Barometric Atmospheric Pressure by Altitude

Atmospheric pressure vs. altitude

The International Standard Atmosphere (ISA) describes how pressure drops with altitude through P = P₀·(1 − 0.0065·h/T₀)^5.255, where P₀ = 101.325 kPa (sea-level pressure), T₀ = 288.15 K (15 °C), and the lapse rate runs at 6.5 °C per kilometer in the troposphere. Near the surface pressure drops by roughly 12% per 1000 m, and by about 5500 m it has fallen to half. Some reference points: sea level 101.3 kPa, São Paulo (760 m) ≈ 92.7 kPa, Serra paulistana ≈ 950 hPa, and La Paz (3640 m) ≈ 65 kPa, which is low enough to bring on altitude sickness in visitors who haven't acclimatized. This is the formula that altimeters, weather models and climbing tables all rely on.

Applications

You'll find it behind aircraft barometric altimeters (QNH reference), smartphone barometric GPS (where pairing pressure with GPS pulls vertical accuracy down to ±1 m), mountaineering (estimating boiling point and how much supplemental oxygen you'll need), weather forecasting (synoptic maps reduce pressure to sea level), and engineering (HVAC and combustion derate at altitude as air density falls).

FAQ

Why does the formula stop working above ~11 km? That's where the troposphere ends. Above the tropopause the lapse rate shifts (the lower stratosphere is roughly isothermal), so the ISA switches to a different equation for each layer.

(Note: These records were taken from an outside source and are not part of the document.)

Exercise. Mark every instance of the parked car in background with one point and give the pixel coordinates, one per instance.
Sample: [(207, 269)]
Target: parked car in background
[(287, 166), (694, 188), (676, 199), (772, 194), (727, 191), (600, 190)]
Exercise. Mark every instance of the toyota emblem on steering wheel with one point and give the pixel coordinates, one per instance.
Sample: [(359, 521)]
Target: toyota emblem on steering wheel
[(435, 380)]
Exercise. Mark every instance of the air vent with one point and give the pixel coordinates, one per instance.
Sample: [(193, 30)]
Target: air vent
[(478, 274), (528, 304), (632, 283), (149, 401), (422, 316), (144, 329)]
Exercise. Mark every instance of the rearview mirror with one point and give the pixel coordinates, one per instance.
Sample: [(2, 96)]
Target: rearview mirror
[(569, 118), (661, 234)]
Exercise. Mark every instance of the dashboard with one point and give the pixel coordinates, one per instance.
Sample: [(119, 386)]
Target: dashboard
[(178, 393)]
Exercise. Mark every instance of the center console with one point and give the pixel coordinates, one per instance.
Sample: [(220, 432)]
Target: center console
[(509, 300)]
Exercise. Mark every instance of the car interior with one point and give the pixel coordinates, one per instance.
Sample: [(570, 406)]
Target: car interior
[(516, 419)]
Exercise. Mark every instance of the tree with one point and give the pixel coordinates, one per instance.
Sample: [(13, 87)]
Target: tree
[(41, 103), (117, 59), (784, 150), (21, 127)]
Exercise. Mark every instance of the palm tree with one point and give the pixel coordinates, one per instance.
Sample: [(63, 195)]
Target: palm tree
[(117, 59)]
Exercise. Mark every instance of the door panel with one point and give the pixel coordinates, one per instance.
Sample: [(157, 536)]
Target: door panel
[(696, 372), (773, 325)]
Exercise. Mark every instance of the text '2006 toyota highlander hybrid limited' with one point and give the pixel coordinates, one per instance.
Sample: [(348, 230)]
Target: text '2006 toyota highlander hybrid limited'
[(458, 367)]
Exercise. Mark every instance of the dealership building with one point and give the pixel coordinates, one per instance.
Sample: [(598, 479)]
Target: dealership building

Does temperature matter? It does. A warmer air column is less dense, so the real pressure at a given altitude can run 1-3% above the ISA value. That's the reason altimeters get a QNH calibration before each flight.

Why does water boil faster in the mountains? Lower pressure drags the boiling point down. Water boils at 100 °C at sea level but at around 88 °C in La Paz, which is exactly why food up there takes longer to cook through.